I was debugging a production issue at 2 AM last month when I realized I'd been doing something stupid. Our system was showing the wrong status for batch processing jobs because I'd built state inference on top of scattered log lines instead of a single, intentional marker. I kept thinking: "why is this so fragile?" Reading about someone else's three-round journey through the same hell was oddly comforting.

The original problem sounds innocent enough—show users which site is being maintained right now, which ones are done. Standard UI pattern. But I've learned the hard way that streaming logs are a terrible source of truth for state inference if you're not deliberate about it. The article walks through this exact lesson, and it's worth internalizing because I think most developers miss it the first time around.

The Trap: Inferring State From Everything

The initial approach was seductive in its simplicity. Watch the logs. When a new site name appears, the previous one must be done.

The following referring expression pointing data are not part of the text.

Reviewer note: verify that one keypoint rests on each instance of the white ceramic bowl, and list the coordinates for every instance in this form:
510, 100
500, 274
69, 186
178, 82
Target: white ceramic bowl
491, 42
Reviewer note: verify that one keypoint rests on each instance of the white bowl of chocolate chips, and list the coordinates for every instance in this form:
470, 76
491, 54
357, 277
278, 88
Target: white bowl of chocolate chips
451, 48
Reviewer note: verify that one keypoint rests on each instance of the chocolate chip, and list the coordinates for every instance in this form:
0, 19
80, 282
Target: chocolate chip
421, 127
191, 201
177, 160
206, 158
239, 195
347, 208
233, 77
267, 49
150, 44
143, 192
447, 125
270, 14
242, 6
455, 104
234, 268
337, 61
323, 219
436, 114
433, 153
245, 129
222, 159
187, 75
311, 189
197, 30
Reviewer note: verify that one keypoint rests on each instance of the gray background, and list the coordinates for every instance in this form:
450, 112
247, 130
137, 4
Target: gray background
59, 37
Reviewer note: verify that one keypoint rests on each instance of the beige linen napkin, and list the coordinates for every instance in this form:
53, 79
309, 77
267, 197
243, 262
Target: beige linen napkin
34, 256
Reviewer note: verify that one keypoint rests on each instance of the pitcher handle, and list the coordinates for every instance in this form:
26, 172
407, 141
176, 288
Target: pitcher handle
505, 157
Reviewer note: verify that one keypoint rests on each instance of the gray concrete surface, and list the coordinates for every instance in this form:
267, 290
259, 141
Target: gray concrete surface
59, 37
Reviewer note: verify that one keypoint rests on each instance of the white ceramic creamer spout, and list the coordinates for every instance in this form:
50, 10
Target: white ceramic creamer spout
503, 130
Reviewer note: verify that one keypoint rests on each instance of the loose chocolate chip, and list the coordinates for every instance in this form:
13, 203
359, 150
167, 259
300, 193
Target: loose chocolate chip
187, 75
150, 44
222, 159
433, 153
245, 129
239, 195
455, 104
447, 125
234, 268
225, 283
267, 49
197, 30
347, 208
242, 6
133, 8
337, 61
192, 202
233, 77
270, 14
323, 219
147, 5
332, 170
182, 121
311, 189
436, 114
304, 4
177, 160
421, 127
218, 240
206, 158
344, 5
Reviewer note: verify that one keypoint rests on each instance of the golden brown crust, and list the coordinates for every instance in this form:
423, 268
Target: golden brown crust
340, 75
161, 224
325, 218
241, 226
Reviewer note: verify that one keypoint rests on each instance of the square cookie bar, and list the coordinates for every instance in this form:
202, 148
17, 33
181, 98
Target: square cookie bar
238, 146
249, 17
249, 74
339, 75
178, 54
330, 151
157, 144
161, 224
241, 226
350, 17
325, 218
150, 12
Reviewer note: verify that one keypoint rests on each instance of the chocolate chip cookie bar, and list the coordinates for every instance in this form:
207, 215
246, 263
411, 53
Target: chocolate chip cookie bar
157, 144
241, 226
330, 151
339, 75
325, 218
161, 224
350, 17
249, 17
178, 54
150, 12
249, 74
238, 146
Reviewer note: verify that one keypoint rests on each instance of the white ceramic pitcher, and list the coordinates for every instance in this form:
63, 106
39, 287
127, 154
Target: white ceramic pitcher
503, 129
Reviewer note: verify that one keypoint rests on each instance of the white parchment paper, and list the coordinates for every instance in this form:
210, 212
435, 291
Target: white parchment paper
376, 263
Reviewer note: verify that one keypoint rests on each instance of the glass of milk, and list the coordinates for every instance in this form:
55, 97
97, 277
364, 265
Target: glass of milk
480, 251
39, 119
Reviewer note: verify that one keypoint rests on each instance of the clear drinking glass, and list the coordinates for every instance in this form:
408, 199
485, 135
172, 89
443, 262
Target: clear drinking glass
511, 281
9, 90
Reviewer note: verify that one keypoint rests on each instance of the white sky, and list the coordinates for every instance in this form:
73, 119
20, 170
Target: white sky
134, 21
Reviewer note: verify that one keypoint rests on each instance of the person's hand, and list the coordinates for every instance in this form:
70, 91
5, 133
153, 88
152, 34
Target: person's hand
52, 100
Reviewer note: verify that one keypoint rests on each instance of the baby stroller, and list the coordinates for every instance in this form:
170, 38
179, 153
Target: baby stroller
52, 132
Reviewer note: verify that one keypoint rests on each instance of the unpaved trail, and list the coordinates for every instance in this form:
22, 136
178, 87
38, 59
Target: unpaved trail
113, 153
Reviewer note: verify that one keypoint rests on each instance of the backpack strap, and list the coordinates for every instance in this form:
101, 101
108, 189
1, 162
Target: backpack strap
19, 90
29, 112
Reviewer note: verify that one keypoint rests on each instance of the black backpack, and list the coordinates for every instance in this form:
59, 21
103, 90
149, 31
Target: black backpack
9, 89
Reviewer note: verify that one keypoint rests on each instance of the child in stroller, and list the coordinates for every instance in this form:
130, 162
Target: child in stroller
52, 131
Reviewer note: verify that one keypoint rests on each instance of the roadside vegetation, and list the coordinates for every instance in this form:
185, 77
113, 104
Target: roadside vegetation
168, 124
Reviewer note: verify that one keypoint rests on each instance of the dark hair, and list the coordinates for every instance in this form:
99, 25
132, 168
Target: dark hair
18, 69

Mark it complete. Move on.

I've done this exact thing. You're reading logs, you see a change, you assume that change means something happened. It's a natural instinct. But logs aren't ordered the way you think they are—especially in streaming scenarios where initialization happens before processing, where buffering creates non-monotonic ordering, where multiple components emit data simultaneously.

The real problem emerged during testing: sites marked as "done" before they'd even started. The system saw Site B in an initialization log, then Site A starting for real, and concluded "oh, A is running now, so B must be done." Nope. B hadn't started yet.

The First Fix That Didn't Actually Work

Adding an execution-order index helped with the rewind problem. By tracking "what order should these sites run in" and ignoring any log that jumps backward, they plugged that specific hole. It felt better, more structured. But it was treating a symptom, not the disease.

The real issue was that the inference logic was fishing for state in the wrong places. Pre-emitted initialization logs—[Site B] Injecting connection info—were being parsed as "site B is running." The order-index fix couldn't save you from that because the problem wasn't disorder; it was wrong data.

The Actual Solution: One Clear Marker

This is where the article nails it. Stop inferring. Pick one line type that means exactly one thing: [Site A] Starting maintenance. That's it. Only watch that line. Every other log is noise from your perspective.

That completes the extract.